Ursula Seiler-Schopp, Michael Rudolf
Rz. 54
In einem vierten Schritt ist wiederum zu prüfen, ob der durch Auslegung ermittelte Wille, d.h. das Ziel des Erblassers bzw. seine allg. Motivation, in der Urkunde wenigstens andeutungsweise enthalten ist. Hierbei ist davon auszugehen, dass dies umso eher der Fall ist, je mehr das vom Erblasser erstrebte Ziel aus dem Wortlaut der Urkunde erkennbar ist. Im Allg. ist bei der ergänzenden Testamentsauslegung Zurückhaltung geboten. Diese darf nämlich nicht dazu führen, dass dasjenige als vom Erblasser gewollt angesehen wird, das ein Dritter anstelle des Erblassers verfügt hätte. Ein Teil der Lit. lehnt derartige Schranken entschieden ab. Danach sei es sinnwidrig, für die ergänzende Auslegung Anhaltspunkte im Testament zu verlangen. Das wird damit begründet, dass es nur dann Anhaltspunkte geben könne, wenn der Erblasser eine Entwicklung bereits berücksichtigt habe. In diesem Falle sei jedoch die ergänzende Auslegung nicht erforderlich, vielmehr greife dann die einfache Auslegung ein. Auch Anhaltspunkte für einen hypothetischen Willen könne es nicht geben.
Rz. 55
Dieser in der Lit. vertretenen Ansicht kann allerdings nicht gefolgt werden. Die Andeutungstheorie legt bei der ergänzenden Testamentsauslegung eine andere Fragestellung zugrunde als bei der einfachen Auslegung und ist daher auch für die ergänzende Auslegung heranzuziehen. Eine Testamentsergänzung ist nur für den Fall zulässig, dass eine Grundlage aus der Willensrichtung des Erblassers gegeben ist. Die Willensrichtung ist anhand des Testaments, jedoch aufgrund von Umständen, die außerhalb des Testaments liegen, und aufgrund der allg. Lebenserfahrung zu ermitteln. Es ist somit eine Anknüpfung an die dem Testament erkennbar zugrunde liegende Willensrichtung erforderlich. Daraus folgt, dass weder für das Auslegungsergebnis noch für den hypothetischen Willen eine Andeutung im Testament gefordert wird.
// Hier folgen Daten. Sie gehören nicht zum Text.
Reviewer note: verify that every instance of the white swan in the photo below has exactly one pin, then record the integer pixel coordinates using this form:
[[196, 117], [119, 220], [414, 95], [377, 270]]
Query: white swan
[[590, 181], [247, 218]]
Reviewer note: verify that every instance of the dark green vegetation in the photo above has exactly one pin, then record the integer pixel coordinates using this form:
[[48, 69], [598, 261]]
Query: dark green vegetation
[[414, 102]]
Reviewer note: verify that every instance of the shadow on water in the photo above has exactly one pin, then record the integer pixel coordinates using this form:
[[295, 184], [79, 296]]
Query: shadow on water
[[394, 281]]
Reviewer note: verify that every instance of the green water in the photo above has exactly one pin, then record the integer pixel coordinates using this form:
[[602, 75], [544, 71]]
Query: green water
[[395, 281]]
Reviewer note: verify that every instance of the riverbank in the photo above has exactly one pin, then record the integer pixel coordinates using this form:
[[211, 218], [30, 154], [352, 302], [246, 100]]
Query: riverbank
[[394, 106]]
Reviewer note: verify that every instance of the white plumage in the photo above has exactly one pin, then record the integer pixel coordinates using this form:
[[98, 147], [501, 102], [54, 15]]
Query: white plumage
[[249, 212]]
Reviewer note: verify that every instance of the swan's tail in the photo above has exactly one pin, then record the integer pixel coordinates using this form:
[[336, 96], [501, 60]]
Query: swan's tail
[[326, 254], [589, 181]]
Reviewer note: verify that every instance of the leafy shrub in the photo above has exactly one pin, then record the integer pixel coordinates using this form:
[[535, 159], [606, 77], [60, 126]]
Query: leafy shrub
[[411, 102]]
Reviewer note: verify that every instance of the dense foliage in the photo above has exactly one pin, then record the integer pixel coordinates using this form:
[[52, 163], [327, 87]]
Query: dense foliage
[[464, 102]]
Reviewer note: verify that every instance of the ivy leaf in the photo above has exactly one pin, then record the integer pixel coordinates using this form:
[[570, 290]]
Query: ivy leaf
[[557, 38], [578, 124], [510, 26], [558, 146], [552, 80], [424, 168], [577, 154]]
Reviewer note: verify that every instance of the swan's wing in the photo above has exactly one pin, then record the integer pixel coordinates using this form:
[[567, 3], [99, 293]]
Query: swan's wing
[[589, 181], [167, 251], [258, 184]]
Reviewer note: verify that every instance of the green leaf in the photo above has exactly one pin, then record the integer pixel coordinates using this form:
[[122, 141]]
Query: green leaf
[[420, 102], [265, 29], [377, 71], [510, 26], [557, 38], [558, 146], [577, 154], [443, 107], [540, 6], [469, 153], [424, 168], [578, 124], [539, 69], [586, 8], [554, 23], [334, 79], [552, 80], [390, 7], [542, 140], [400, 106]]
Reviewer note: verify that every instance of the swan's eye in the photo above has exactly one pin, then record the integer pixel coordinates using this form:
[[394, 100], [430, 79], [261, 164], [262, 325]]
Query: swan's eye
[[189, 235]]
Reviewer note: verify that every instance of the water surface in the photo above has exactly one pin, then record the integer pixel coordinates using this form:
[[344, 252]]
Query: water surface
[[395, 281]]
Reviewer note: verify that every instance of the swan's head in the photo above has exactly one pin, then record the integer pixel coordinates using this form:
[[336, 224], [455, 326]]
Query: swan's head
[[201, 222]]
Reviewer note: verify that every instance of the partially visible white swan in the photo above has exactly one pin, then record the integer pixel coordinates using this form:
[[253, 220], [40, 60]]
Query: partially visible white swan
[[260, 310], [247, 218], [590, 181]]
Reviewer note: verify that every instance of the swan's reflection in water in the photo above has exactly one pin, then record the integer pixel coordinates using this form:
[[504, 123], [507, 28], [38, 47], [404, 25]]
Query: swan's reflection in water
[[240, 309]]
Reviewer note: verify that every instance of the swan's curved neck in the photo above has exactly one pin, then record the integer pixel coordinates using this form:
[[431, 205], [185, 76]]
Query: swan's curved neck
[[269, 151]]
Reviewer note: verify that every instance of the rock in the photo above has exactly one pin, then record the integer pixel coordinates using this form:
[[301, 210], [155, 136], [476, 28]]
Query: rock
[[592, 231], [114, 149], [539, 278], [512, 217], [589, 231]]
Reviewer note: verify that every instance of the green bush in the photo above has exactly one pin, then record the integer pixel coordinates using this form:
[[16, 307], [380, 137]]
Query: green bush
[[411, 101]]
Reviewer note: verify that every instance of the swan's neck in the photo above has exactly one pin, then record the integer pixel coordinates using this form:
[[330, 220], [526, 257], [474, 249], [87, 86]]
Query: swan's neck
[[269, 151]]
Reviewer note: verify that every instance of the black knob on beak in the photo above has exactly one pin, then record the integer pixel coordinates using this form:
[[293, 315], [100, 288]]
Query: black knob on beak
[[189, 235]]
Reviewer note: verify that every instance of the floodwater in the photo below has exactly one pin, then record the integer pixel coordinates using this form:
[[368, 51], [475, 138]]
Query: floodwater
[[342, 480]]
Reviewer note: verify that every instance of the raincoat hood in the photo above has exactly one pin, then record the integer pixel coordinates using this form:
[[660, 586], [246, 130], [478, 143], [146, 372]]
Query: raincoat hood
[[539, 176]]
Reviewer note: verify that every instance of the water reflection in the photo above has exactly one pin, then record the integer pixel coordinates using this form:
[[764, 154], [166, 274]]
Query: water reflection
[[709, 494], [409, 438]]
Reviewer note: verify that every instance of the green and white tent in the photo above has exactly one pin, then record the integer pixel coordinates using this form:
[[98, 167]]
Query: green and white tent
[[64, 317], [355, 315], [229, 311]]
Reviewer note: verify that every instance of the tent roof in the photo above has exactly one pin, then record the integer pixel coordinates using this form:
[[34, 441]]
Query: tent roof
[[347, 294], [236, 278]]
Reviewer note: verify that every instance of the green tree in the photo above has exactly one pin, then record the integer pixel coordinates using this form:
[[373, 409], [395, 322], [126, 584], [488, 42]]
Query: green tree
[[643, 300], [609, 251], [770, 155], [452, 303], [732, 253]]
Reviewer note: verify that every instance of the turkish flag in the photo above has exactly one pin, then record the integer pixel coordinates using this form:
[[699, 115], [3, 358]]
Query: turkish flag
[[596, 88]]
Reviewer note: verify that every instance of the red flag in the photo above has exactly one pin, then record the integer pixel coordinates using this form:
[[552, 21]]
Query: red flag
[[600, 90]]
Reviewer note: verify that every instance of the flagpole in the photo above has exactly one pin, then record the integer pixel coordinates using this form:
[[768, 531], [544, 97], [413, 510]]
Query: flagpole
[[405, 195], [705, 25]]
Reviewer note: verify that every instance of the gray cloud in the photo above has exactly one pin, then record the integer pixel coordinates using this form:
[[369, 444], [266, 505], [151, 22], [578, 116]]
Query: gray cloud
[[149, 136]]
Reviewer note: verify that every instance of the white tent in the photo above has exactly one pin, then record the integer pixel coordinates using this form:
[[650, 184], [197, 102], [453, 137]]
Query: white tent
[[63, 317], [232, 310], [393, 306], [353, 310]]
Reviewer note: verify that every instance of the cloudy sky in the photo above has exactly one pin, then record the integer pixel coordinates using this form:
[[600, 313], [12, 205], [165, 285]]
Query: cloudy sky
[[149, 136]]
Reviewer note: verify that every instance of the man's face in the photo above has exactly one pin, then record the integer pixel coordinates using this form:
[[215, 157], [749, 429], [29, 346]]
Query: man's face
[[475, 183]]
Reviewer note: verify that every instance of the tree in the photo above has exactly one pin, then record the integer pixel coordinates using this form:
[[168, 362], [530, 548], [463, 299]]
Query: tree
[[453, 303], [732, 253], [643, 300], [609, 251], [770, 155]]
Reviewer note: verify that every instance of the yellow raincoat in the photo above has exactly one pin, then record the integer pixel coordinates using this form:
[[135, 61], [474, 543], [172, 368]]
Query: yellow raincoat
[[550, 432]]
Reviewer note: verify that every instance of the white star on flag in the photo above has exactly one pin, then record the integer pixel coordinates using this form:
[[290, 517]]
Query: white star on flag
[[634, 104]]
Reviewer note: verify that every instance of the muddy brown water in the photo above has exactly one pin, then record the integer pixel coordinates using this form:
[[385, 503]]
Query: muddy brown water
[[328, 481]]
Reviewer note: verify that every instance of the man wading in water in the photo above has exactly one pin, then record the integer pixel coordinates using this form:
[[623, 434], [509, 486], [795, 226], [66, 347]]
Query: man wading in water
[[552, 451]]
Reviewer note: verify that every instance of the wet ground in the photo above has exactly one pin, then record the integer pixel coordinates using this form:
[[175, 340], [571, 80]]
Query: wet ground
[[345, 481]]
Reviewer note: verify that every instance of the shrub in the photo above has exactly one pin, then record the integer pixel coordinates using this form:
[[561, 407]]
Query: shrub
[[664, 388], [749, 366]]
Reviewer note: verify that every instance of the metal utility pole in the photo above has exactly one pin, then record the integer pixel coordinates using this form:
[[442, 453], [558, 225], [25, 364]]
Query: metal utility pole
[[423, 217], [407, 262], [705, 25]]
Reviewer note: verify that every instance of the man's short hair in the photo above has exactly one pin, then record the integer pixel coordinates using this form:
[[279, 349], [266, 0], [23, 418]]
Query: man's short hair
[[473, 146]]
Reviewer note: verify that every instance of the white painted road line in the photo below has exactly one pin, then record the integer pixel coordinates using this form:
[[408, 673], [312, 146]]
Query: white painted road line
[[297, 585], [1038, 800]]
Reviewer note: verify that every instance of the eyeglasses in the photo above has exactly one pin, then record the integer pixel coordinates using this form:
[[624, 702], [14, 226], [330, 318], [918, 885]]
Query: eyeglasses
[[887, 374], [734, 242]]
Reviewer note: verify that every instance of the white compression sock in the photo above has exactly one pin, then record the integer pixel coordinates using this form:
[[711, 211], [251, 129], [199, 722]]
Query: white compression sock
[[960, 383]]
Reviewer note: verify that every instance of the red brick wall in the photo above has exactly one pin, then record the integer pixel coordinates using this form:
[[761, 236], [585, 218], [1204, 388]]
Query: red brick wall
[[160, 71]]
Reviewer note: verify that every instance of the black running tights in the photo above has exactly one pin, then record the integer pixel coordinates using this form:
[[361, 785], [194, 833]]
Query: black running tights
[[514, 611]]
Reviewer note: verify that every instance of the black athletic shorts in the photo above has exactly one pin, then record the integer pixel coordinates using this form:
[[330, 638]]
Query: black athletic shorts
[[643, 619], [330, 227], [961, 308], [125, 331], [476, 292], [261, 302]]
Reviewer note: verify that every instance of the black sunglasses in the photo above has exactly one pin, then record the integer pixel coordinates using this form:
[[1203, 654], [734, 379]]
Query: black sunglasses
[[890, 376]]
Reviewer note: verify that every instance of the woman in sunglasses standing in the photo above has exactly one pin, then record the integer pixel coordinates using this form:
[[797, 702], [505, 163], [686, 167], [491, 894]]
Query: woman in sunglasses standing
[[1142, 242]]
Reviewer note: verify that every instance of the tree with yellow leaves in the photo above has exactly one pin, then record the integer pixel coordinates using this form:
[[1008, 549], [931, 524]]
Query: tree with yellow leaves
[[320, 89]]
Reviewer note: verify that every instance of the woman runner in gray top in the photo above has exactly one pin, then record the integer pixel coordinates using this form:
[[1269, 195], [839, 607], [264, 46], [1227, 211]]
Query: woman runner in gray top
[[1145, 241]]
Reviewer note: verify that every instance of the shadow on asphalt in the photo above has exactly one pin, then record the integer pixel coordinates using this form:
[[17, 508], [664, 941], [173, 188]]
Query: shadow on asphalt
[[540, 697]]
Vielmehr ist die Willensrichtung anhand des Testaments festzustellen. Somit ist zwar beim Testament anzusetzen, es ist aber gestattet, dass die Willensrichtung auch dann festgestellt wird, wenn diese aus dem Testament selbst nicht unmittelbar hervorgeht.
Rz. 56
Mit dieser Anknüpfung an das Testament sind daher subjektive wie objektive Komponenten verbunden. Subjektiv wird auf die Motivation des Erblassers abgestellt. Es ist daher zu fragen, was der Erblasser vermutlich angeordnet hätte, wenn er mit der veränderten Sachlage konfrontiert gewesen wäre. Objektiv darf es sich bei der Ergänzung nur um eine Weiterentwicklung der bereits errichteten Verfügung von Todes wegen handeln. Somit ist die testamentarische Verfügung weiter und zu Ende zu denken. Ein Weiterdenken kann bspw. dazu führen, anstatt eines bestimmten Gegenstandes dessen Wert als vermacht anzusehen. Die ergänzende Auslegung kann aber nicht dazu führen, eine völlig neue Verfügung zu schaffen, bspw. dass nicht die Person A zum Erben eingesetzt wurde, sondern die Person B. Im Einzelfall könnte eine derartige Änderung des Testaments dem Willen des Erblassers gerecht werden. Hierbei handelt es sich jedoch nicht mehr um ein Weiterdenken der getroffenen Verfügung. Vielmehr handelt es sich um einen Rückschluss aus der getroffenen Verfügung auf die Motivation, was dazu führt, dass unmittelbar aus dieser Motivation in Verbindung mit der tatsächlichen Sachlage eine neue Verfügung geschaffen wird. Dies ist jedoch nicht Aufgabe der ergänzenden Auslegung. In solchen Fällen bleibt nur die Anfechtung.
Rz. 57
Fehlen Verfügungen in einem Testament, ist bei einem Rückschluss von getroffenen auf angeblich fehlende Verfügungen einschränkend zu fordern, dass die getroffene Verfügung ohne die zu ergänzende überhaupt keinen Sinn ergibt. Ansonsten würde sich die Auslegung völlig vom Testamentstext lösen. Enthält eine letztwillige Verfügung demgemäß keine Regelung für den Tod des zuerst versterbenden Ehegatten, kann dies nicht dahin ausgelegt werden, dass einzelne gesetzlich erbberechtigte Personen von der Erbfolge nach dem Erstversterbenden ausgeschlossen sind. Auch kann von einer Schlusserbeneinsetzung nicht auf eine gegenseitige Erbeinsetzung der Ehegatten geschlossen werden.